When I first went crib shopping nearly five years ago, there was no question at all that I’d be getting a drop-side crib. I’m 5’2", and for short moms like me, the drop-side was genius. It saved my back, and it let me keep my baby close to my heart as I lowered her down to the mattress.

But with drop-side cribs no longer an option, what’s a short mom to do? Turns out, these days they can simply opt for a lower crib.

According to Baby Bargains authors Denise and Alan Fields, who monitor trends in baby furniture, once the drop-side cribs were recalled, shorter cribs showed up on the scene. There are about a dozen on the market now, including the Babyletto Modo, which is about a foot closer to the floor than standard cribs, and the Lifetime Crib from Munire Furniture. Like the Modo, the side is 35 inches high. (Standard cribs tend to be 45 to 46 inches.)

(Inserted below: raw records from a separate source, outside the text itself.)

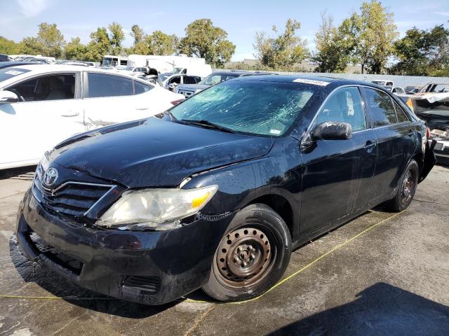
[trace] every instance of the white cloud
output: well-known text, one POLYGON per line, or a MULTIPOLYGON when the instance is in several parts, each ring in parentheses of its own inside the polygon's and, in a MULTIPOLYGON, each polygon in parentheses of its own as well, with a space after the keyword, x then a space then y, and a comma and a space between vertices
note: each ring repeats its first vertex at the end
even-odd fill
POLYGON ((20 12, 27 18, 39 15, 48 6, 47 0, 17 0, 20 12))

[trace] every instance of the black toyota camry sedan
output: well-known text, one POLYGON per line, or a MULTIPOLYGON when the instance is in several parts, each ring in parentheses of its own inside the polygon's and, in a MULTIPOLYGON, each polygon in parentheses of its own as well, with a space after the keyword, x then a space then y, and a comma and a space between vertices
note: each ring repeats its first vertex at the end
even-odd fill
POLYGON ((434 163, 424 122, 378 86, 240 78, 57 145, 17 235, 29 259, 107 295, 241 300, 292 249, 381 203, 404 210, 434 163))

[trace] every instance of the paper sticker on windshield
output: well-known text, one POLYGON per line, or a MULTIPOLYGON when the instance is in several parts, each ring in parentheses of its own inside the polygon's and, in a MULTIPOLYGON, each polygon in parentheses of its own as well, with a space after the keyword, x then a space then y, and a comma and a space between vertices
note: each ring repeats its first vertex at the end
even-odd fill
POLYGON ((8 70, 8 71, 5 71, 5 74, 8 74, 8 75, 17 76, 23 74, 23 71, 18 71, 17 70, 8 70))
POLYGON ((297 78, 293 80, 294 83, 302 83, 304 84, 311 84, 312 85, 326 86, 329 84, 329 82, 324 82, 323 80, 316 80, 314 79, 305 79, 297 78))

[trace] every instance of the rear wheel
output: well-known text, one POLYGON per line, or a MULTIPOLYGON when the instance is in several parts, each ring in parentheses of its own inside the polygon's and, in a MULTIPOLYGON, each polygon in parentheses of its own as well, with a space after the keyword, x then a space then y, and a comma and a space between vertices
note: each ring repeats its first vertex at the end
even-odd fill
POLYGON ((400 212, 408 207, 415 196, 419 174, 418 164, 416 161, 412 160, 399 182, 396 196, 384 204, 389 210, 400 212))
POLYGON ((290 253, 282 218, 264 204, 251 204, 236 215, 222 238, 203 290, 220 301, 260 295, 281 278, 290 253))

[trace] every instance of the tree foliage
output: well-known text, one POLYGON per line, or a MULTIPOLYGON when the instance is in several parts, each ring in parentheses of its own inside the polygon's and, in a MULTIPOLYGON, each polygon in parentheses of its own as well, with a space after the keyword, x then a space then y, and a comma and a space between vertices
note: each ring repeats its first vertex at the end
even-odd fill
POLYGON ((19 52, 18 43, 0 36, 0 54, 14 55, 19 52))
POLYGON ((53 57, 60 57, 65 46, 64 36, 56 27, 56 24, 51 24, 42 22, 39 25, 37 41, 42 48, 42 55, 53 57))
POLYGON ((361 64, 361 73, 366 70, 370 74, 382 74, 398 36, 394 15, 377 0, 363 2, 360 10, 360 14, 354 13, 347 22, 346 38, 354 41, 351 54, 361 64))
POLYGON ((24 37, 19 43, 18 50, 20 54, 49 56, 43 52, 43 46, 36 37, 24 37))
POLYGON ((312 60, 318 64, 315 72, 344 72, 351 60, 354 41, 346 38, 347 22, 337 28, 332 16, 321 14, 321 24, 315 34, 316 52, 312 60))
POLYGON ((67 59, 88 60, 86 59, 86 53, 87 47, 81 43, 79 37, 72 38, 65 46, 65 57, 67 59))
POLYGON ((101 62, 103 56, 109 52, 111 41, 106 28, 98 27, 95 31, 91 33, 91 42, 87 45, 86 59, 101 62))
POLYGON ((428 30, 413 27, 394 47, 398 62, 391 66, 392 74, 415 76, 449 74, 449 29, 443 25, 428 30))
POLYGON ((309 55, 307 41, 296 35, 296 31, 300 28, 300 22, 288 19, 283 33, 279 34, 276 26, 273 26, 273 31, 278 34, 275 37, 270 37, 264 32, 256 33, 253 44, 255 56, 262 65, 276 69, 300 62, 309 55))
POLYGON ((215 27, 210 19, 199 19, 186 27, 180 48, 189 56, 205 58, 208 64, 222 66, 231 60, 236 46, 227 39, 227 33, 215 27))
POLYGON ((122 54, 123 49, 122 43, 125 39, 125 33, 121 24, 115 21, 107 26, 109 31, 109 53, 112 55, 120 55, 122 54))
POLYGON ((160 30, 147 36, 145 41, 150 55, 169 55, 177 53, 180 39, 176 35, 168 35, 160 30))

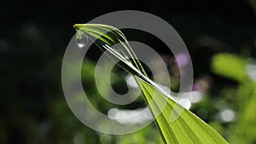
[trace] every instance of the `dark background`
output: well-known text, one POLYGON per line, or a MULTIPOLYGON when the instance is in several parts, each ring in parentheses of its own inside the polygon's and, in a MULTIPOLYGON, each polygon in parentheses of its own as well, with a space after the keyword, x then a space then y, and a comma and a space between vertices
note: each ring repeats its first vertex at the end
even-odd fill
MULTIPOLYGON (((246 0, 1 1, 0 143, 61 143, 56 137, 68 137, 58 134, 65 125, 59 124, 61 122, 56 121, 51 107, 56 101, 65 101, 61 66, 75 33, 73 24, 116 10, 155 14, 184 40, 196 77, 211 72, 209 57, 215 53, 250 53, 255 57, 253 8, 246 0), (202 39, 205 37, 210 38, 202 39)), ((212 77, 220 84, 226 82, 212 77)), ((72 115, 67 106, 63 107, 63 113, 72 115)), ((61 116, 67 120, 65 114, 61 116)))

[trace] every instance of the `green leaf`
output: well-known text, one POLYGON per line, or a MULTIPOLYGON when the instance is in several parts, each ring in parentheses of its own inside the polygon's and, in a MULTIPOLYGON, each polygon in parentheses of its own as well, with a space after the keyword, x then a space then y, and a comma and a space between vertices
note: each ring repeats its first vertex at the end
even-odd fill
POLYGON ((113 60, 121 60, 121 66, 136 76, 166 143, 227 143, 216 130, 177 104, 171 95, 148 78, 125 35, 119 30, 100 24, 77 24, 74 25, 74 28, 84 32, 90 39, 97 39, 97 46, 108 51, 109 56, 113 60), (122 47, 112 47, 118 43, 121 43, 122 47), (174 121, 172 120, 173 116, 177 118, 174 121))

More options are on the way, too: Alan Fields expects to see another 10 to 12 this year, and predicts that moms will have twice as many lower-crib choices again in 2012.

Aside from helping moms who are 5’5" and under, these cribs may also be safer for babies. We recently blogged about a new study that shows more than 10,000 tots ages 1 to 2 are injured each year in falls from cribs. These lower cribs, says pediatrician Ari Brown, author of Baby 411, mean children are less likely to be hurt in a shorter fall -- especially if there’s a soft rug or carpet next to the crib.